It started in 1994 in Russia.
I was 14 years old, hacking away on an Intel 80286 processor. Some friends of mine had just come back from the All-Russian Olympiad in Informatics and showed me one of the problems from the competition. It was called the “Parquet” problem, and it asked a beautifully simple question: How many ways can you tile an $8 \times 20$ grid with $2 \times 1$ dominoes?
I booted up Turbo Pascal and wrote a naive backtracking algorithm. It choked.
I wasn’t tormented by it, but it became one of those classic puzzles I kept in my back pocket. Every few years, as I learned new programming concepts, I would go back to the dominoes and see how much further I could push the grid.
What started as a simple lesson in bitmasking and Dynamic Programming eventually dragged me through statistical physics, complex eigenvalues, cyclotomic polynomials, the Chinese Remainder Theorem, and Lucas sequences. We didn’t just solve the $8 \times 20$ board. We built an engine capable of calculating a massive $10000 \times 10000$ grid in a reasonable amount of time (136 seconds on my MacBook Pro).
The Code Arsenal
If you want to run these engines yourself, I have open-sourced all five major evolutionary steps of the code. You can find the entire collection in my Domino Tilings GitHub Repository.
Here is the breakdown of what we built, and the limits of what each approach can handle:
| Generation | File | Algorithm / Approach | The Limit |
|---|---|---|---|
| Gen 1 | domino-dp.cpp |
Dynamic Programming with Bitmask Memoization | $\approx 20 \times 20$ |
| Gen 2 | domino-bm.c |
Bitmask DP + Berlekamp-Massey Algorithm | $\approx 20 \times 1000$ |
| Gen 3 | domino-poly.c |
2D Kasteleyn with Cyclotomic Polynomials | $\approx 512 \times 512$ |
| Gen 4 | domino-2d-ff.c |
2D Kasteleyn inside Finite Fields + CRT + OpenMP | $\approx 4096 \times 4096$ |
| Gen 5 | domino-1d-ff.c |
1D Lucas Sequences + CRT + OpenMP (The Ultimate Engine) | $\approx 10000 \times 10000$ |
(Note: Generations 3, 4, and 5 require the GNU Multiple Precision (GMP) library to handle the massive integers, and Gens 4 and 5 require OpenMP for multi-core CPU threading).
The Ultimate Lesson: Math vs. Hardware
Looking back at this progression, there is a profound truth about computer science hidden in the timeline.
In 1994, my Intel 80286 was likely running at 12 or 16 MHz. Today, my Apple MacBook Pro has billions of transistors, runs at roughly 3.5 GHz per core, and possesses an exponentially wider memory bus.

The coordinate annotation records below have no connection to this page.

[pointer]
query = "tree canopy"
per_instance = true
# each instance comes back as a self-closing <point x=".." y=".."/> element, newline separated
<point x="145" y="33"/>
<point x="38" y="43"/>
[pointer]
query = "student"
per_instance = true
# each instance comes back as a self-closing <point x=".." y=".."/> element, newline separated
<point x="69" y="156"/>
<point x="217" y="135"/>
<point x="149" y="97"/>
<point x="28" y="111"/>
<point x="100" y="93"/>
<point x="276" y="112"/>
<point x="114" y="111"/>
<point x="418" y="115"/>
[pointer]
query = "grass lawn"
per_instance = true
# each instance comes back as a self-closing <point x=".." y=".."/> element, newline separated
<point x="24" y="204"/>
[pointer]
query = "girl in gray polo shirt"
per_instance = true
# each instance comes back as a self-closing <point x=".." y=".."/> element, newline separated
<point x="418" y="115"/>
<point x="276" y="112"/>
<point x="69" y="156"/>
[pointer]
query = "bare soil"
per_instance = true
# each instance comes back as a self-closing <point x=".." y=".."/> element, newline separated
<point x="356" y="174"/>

But here is the catch: If you run my Generation 1 Dynamic Programming algorithm on my modern MacBook Pro, it still cannot solve a $64 \times 64$ board. The time complexity of the DP approach involves $2^{64}$ states per column. It doesn’t matter if your CPU is from 1994, 2026, or 2050. It doesn’t matter if you harness the combined computing power of every server farm on Earth. An exponential time complexity will eat your hardware alive.
Hardware upgrades scale linearly, or maybe quadratically if you are lucky with parallelism. But algorithmic bottlenecks scale exponentially.
To bridge the gap between $8 \times 20$ and $10000 \times 10000$, we couldn’t rely on hardware manufacturers to build faster chips. We had to abandon standard computer science and ask a physicist for a matrix. We had to ask abstract algebra for a cyclotomic polynomial. We had to ask number theory for a remainder theorem, and we had to ask a Russian textbook for a Lucas sequence.
You cannot out-compute bad math. But with the right math, you can force a computer to bend the universe to its will.
Closing the IDE
It is a fun milestone to finally crush this problem. The “Parquet” grid is definitively solved, and my old Turbo Pascal compiler can rest easy.
Thank you for following along on this incredibly deep, incredibly nerdy rabbit hole. If you clone the repository and manage to calculate a $100,000 \times 100,000$ board before your RAM catches fire, let me know.
Until then, I’m going to go look at a blank chessboard and try not to see bipartite graphs.